CamillaDSP - Cross-platform IIR and FIR engine for crossovers, room correction etc

phofman · 2020-06-21 1:53 pm

wealas said:
it seems rockchip is working on it directly: usb: dwc2: hcd: fix isoc out transfer with unaligned dma address * rockchip-linux/kernel@c4af28d * GitHub

While the author of that commit contributes to mainline kernel too, this particular commit (quite recent - from April) is not in the mainline - the introduced method dwc2_alloc_qh_dma_aligned_buf is nowhere to find in the mainline repo.

That means there is dwc2 driver in the mainline, supported by Synopsys guys in linux-usb mailinglist, and a different dwc2 driver in the rockchip repo, still kept at android version of 4.4. The latest patched kernel by GitHub - heiher/linux at nanopi-m4 does not contain that patch either. Yet the patch fixes quite an important issue - playback of quite common 24bits 96KHz 3LE. I believe such issue has been fixed long time ago in the mainline, using a different patch. And this is not even gadget, just the regular USB host. Gadget code has been way behind, very likely working very poor in 4.4, if at all.

I am sure such device will work great for mainstream tasks which have been widely tested for years. But IMO it is not suitable for novelty tasks using or even advancing the latest kernel code where yet unresolved issues are to be expected and communication with know-how holders for that particular hardware is necessary.

wealas · 2020-06-21 3:25 pm

I suspect the reason is that there is no interest in the non-basic gadget functionality.
Before you started working on the USB audio gadget, I think you said the code was pretty old and mostly abandoned. It looks to me like you showed interest and things started moving.
It also looks to me like you have a rockchip resource that is active and has the hardware knowledge.

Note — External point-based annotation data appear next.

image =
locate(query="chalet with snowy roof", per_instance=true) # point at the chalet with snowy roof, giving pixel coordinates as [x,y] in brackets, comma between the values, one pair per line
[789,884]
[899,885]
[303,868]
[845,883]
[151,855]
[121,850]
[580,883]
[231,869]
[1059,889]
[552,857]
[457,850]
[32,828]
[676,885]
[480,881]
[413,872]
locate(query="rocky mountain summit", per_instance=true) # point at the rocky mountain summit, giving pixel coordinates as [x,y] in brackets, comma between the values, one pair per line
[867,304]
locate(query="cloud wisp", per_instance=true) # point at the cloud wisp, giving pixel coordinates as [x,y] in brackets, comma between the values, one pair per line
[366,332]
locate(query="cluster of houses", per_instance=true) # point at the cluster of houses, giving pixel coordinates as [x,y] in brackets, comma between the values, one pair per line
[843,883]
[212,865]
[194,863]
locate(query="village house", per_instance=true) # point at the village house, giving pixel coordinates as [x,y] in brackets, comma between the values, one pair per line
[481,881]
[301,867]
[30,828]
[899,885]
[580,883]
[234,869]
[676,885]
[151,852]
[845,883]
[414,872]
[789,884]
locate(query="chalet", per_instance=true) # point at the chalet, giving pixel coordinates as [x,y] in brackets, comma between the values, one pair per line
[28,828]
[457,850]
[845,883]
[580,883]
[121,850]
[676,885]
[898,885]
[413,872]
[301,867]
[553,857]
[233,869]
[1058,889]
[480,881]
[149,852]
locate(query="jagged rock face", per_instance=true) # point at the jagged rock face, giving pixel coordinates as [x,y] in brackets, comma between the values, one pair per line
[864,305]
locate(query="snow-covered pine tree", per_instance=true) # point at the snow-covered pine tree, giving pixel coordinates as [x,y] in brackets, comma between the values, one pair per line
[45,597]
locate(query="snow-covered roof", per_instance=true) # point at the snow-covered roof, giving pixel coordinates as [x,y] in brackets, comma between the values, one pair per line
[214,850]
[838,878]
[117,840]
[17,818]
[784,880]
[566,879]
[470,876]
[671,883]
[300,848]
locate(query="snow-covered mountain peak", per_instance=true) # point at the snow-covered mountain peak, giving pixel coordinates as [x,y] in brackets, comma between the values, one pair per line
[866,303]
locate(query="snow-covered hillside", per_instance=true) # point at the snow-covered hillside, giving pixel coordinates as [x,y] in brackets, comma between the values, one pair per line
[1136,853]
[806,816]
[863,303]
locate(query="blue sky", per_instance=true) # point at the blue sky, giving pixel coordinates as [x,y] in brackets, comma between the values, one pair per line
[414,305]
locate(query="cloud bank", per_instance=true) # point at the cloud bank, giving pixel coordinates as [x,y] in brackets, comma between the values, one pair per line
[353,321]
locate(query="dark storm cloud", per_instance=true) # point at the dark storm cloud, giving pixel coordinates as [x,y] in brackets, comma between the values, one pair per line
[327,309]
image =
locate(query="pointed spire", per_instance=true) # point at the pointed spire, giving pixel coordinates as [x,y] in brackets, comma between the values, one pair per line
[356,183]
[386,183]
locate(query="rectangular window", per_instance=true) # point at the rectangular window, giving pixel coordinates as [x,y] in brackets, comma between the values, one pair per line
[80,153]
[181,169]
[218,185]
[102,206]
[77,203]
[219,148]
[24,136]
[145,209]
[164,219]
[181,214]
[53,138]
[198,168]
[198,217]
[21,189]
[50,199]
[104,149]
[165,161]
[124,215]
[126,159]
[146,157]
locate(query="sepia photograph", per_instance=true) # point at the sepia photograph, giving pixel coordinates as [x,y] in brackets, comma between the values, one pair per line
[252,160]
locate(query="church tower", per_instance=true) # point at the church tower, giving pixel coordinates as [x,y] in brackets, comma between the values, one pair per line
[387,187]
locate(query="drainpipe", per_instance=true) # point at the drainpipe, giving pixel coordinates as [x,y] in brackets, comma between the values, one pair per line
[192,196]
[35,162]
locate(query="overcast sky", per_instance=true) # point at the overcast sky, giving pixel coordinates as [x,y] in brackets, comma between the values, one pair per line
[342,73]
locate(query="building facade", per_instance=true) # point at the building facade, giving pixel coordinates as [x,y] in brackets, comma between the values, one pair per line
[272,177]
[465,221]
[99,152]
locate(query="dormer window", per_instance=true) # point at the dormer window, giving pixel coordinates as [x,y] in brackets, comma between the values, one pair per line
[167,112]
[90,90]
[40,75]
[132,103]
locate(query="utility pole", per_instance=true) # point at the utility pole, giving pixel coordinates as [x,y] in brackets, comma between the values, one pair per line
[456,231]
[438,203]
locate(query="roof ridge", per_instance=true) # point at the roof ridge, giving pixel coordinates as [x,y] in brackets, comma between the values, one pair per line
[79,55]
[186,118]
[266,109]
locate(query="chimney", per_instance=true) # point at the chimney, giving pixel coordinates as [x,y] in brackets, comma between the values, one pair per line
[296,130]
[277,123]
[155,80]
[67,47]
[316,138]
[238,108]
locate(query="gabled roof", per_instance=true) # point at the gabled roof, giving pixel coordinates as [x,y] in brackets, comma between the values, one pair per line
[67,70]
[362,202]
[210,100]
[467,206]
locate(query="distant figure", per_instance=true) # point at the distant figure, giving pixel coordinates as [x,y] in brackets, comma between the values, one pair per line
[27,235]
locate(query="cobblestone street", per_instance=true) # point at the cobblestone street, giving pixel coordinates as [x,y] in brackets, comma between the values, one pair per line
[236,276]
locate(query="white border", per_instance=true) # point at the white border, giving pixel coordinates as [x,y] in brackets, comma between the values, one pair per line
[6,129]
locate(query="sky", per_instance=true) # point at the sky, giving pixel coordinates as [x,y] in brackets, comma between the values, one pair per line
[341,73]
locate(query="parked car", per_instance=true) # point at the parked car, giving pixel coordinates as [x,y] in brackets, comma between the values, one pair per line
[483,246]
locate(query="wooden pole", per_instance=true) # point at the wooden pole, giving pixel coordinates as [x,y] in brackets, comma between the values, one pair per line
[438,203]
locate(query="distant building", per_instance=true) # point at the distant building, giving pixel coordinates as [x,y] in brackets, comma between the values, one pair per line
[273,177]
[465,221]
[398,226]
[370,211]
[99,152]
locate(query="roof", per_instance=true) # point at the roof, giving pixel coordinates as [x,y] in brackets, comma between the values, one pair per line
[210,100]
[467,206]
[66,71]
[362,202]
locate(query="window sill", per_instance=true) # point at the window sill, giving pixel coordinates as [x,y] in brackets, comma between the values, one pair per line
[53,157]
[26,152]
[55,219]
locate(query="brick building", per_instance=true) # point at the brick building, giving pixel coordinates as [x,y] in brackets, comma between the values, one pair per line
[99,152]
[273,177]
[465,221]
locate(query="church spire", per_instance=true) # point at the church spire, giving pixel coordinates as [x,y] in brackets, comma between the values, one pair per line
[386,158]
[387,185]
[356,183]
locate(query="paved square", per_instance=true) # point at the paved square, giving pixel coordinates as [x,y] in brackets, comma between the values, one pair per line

You also have the DWC module developers that can handle the software side and maintain the associated mainline code.
You also have a platform that is very popular for multimedia tasks, much more so than the RPI. And it supports 8ch I2S streams out of the box. It is also supported by Armbian, which I consider much better option than Raspbian.
The problem with the RPI is Broadcom. They don't publish full datasheets. So when you need something hardware related that was not part of the initial RPI design you're out of luck. That's why the RPI doesn't support slave i2s mode to this day. If you dig a bit you will find there was one ex-broadcom guy that managed to supply some register info for a bit but that was it. As soon as the rpi4 gets stable kernel support, all the broadcom support will dry out.

phofman · 2020-06-21 6:46 pm

wealas said:
That's why the RPI doesn't support slave i2s mode to this day. If you dig a bit you will find there was one ex-broadcom guy that managed to supply some register info for a bit but that was it.

Hm, the PCM/I2S interface of the Broadcom SoC is relatively well described in the public specification https://www.raspberrypi.org/documentation/hardware/raspberrypi/bcm2711/rpi_DATA_2711_1p0.pdf page 138+ - register MODE_A, bits CLKM and FSM define the master/slave operation. A number of drivers/DACs configure the PCM interface to slave and provide their own BCLK/LRCLK - e.g. linux/hifiberry_dacplus.c at rpi-5.7.y * raspberrypi/linux * GitHub - setting alsa ASoC flag SND_SOC_DAIFMT_CBM_CFM which is used in linux/bcm2835-i2s.c at rpi-5.7.y * raspberrypi/linux * GitHub -> linux/bcm2835-i2s.c at rpi-5.7.y * raspberrypi/linux * GitHub

wealas · 2020-06-21 7:21 pm

Oops, sorry, I meant external MCLK (for the PCM_MCLK i2s clock in the datasheet) via GPIO.
In any case, this is way OT and to be fair, you are the one doing all the work on the audio gadget so you pick whatever platform you want.
I'm trying to move away from USB altogether and start using Ravenna ASAP.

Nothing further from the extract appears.